I don’t know the answers yet, but that's fine. There’s
a long way to go. Meanwhile, thank goodness for storytelling. Lockdown without
it would be a lot, lot tougher.
@HouseRowena on Twitter
Website: rowenahouse.com
Facebook: Rowena House
Author
2 comments:
Mention of 'divine right of kings' makes me think of the English Civil War, though perhaps your story is set earlier. In reading about the Civil War, though, I've been forcibly struck by how breath-takingly radical many political ideas were then, especially when we're usually led to believe that the majority of people in the past obediently tugged their forelocks to their betters and believed whatever was preached at them.
Writing from the Civil War gives the lie to that. Many people were always able to see how self-serving were the tales told to them from throne and pulpit -- it's just that their opinions weren't recorded.
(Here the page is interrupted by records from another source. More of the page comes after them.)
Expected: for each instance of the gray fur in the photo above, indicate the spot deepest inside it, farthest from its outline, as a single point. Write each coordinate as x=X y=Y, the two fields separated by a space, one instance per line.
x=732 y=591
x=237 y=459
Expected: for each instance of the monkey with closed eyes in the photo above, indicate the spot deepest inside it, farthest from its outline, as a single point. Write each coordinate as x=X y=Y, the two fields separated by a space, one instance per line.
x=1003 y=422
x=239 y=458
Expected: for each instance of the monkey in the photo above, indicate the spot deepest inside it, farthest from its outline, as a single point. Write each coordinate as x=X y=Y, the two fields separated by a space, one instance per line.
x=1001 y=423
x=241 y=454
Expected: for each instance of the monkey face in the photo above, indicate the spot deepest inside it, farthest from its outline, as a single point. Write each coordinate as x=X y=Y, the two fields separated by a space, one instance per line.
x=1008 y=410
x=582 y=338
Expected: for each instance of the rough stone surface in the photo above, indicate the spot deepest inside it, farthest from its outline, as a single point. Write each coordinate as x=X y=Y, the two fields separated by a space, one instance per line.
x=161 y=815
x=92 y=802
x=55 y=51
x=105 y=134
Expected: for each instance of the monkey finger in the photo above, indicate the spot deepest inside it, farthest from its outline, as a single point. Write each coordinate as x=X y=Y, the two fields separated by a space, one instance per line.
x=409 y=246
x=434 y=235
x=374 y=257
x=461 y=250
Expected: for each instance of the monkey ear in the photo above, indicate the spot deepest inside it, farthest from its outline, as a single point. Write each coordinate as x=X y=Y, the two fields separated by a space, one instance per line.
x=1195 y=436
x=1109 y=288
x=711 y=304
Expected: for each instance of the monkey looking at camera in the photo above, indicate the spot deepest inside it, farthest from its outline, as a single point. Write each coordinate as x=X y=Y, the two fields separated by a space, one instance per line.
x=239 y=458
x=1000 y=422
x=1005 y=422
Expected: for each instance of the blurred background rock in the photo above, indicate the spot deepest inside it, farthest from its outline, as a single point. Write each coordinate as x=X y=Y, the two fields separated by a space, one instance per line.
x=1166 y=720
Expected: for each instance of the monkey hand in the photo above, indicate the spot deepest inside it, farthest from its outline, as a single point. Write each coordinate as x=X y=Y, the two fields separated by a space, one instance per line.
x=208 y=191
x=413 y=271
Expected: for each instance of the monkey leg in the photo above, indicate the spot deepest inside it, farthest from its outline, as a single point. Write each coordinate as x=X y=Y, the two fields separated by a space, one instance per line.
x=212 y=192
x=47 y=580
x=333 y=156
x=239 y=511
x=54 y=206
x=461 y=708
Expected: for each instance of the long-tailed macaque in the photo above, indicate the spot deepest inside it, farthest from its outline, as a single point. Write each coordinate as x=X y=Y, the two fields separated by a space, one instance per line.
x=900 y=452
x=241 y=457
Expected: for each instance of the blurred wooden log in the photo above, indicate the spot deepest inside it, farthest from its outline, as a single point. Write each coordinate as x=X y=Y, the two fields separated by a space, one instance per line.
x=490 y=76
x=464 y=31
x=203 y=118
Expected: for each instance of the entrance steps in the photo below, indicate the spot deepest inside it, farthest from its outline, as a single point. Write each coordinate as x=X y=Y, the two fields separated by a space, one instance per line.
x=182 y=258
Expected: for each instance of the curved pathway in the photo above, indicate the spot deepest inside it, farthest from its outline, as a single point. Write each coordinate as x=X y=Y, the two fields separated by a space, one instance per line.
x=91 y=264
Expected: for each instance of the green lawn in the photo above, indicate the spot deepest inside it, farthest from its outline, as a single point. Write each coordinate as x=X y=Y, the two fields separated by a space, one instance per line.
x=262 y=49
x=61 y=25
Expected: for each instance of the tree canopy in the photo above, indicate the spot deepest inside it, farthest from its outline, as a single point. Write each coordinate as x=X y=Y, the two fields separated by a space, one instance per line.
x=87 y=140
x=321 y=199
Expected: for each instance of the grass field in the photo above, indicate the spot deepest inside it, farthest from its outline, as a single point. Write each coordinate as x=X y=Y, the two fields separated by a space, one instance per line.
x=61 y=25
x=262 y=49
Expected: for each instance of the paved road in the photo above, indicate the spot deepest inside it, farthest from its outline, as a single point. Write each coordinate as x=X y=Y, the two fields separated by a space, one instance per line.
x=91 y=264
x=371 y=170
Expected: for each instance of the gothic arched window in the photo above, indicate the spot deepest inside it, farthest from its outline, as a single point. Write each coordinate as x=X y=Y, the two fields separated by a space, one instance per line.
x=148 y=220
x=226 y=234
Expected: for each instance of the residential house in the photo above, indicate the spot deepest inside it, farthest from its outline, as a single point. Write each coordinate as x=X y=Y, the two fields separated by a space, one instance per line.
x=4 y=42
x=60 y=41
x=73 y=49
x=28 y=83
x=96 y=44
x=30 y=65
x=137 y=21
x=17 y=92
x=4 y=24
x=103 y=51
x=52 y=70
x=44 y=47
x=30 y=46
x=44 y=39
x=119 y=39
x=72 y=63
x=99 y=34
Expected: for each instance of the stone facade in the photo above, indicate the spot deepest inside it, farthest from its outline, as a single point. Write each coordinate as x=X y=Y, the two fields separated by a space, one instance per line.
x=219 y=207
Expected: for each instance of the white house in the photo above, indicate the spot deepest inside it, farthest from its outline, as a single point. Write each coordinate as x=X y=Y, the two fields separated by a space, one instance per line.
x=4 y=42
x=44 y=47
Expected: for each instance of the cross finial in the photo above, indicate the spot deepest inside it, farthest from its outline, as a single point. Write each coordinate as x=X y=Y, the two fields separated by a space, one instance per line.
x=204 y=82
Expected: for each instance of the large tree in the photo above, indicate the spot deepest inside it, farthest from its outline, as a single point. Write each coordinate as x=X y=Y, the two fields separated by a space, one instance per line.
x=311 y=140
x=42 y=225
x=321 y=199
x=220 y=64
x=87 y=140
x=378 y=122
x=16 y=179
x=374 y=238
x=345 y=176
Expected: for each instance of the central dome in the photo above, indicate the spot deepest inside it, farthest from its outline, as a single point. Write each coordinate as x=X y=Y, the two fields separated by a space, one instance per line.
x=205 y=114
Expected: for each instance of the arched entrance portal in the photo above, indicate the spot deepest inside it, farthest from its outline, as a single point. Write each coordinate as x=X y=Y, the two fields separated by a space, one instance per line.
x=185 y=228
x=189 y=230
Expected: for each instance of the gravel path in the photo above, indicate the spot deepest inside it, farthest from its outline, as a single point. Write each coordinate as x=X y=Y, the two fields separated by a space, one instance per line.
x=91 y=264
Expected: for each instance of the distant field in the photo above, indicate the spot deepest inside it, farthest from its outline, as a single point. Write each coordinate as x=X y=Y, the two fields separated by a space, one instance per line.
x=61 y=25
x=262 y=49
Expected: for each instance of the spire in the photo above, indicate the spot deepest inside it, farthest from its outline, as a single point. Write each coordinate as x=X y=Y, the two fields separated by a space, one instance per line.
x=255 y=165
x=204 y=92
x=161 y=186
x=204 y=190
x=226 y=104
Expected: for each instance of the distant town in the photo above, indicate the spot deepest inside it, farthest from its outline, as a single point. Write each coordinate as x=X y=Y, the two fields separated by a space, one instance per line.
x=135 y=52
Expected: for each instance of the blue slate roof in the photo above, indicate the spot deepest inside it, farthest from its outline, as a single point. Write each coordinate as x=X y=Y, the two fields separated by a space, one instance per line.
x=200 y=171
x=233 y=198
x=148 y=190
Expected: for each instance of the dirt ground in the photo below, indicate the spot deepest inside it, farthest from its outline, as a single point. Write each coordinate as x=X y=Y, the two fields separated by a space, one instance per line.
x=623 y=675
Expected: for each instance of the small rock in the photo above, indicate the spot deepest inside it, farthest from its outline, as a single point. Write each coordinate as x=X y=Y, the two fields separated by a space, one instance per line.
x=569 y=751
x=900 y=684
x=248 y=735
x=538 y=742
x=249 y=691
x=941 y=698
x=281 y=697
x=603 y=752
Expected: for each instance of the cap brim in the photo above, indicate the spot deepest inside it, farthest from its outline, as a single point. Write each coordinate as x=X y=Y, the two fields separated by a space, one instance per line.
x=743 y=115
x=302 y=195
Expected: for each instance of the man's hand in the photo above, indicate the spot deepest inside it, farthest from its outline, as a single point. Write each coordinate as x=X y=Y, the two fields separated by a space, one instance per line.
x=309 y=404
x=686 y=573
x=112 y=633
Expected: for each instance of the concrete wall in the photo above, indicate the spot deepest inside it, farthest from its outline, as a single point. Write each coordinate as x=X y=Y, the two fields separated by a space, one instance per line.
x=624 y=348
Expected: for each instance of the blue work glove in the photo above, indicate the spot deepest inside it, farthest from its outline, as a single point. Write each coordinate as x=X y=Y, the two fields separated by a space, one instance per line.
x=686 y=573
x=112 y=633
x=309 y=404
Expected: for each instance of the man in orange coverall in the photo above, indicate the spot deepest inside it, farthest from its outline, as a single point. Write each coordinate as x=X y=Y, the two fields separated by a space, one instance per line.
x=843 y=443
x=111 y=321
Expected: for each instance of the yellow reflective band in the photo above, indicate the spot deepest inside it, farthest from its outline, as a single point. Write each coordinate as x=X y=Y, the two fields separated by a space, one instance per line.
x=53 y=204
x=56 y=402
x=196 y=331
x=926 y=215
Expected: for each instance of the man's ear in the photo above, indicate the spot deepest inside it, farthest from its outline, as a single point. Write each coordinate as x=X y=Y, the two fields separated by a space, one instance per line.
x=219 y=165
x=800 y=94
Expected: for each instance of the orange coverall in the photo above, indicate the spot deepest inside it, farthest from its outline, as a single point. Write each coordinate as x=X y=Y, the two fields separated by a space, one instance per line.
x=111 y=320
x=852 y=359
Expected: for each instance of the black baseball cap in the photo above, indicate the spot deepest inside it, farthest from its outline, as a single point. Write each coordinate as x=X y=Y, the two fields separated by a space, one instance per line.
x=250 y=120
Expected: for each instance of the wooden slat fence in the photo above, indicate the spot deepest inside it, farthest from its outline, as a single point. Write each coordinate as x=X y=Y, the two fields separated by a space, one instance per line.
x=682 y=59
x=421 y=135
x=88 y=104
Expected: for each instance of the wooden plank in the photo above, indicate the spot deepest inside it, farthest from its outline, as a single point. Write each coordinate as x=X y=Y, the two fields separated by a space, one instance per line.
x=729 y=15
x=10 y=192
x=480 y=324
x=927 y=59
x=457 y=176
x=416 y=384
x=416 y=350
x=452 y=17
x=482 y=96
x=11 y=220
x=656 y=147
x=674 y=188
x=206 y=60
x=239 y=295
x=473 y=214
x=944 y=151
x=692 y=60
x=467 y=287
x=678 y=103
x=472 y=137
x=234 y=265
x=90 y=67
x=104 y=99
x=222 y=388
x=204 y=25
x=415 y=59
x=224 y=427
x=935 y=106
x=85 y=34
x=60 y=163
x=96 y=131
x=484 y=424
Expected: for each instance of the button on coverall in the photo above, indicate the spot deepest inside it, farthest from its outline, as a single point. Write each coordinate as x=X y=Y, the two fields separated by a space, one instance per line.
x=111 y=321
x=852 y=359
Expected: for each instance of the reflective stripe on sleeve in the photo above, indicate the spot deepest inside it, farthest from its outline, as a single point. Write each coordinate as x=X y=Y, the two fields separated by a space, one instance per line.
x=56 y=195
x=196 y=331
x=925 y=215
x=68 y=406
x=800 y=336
Hi Susan. It is set a bit earlier than the Civil War - under James 1/VI. And yes! I've only just begun to read into the ideas of some of these radical groups. It's amazing how forward-thinking they were. I'm guessing their relative obscurity now is another example of history being hijacked by a ruling elite, whose self-interest was served by the forelock-tugging myth. There is a tentative link with one such groups and the trial I'm using as the inspiration for this story. Now that you've reminded me of them, it would be perfectly plausible that my my protagonist's assumptions about society would be blown out of the water when he encountered such revolutionary ideas. Thank you so very much! I think you've just opened a door that had been firmly shut, and given me an excuse to follow this very intereting research avenue.
Hope you're doing OK, and that your loved ones are all safe and well.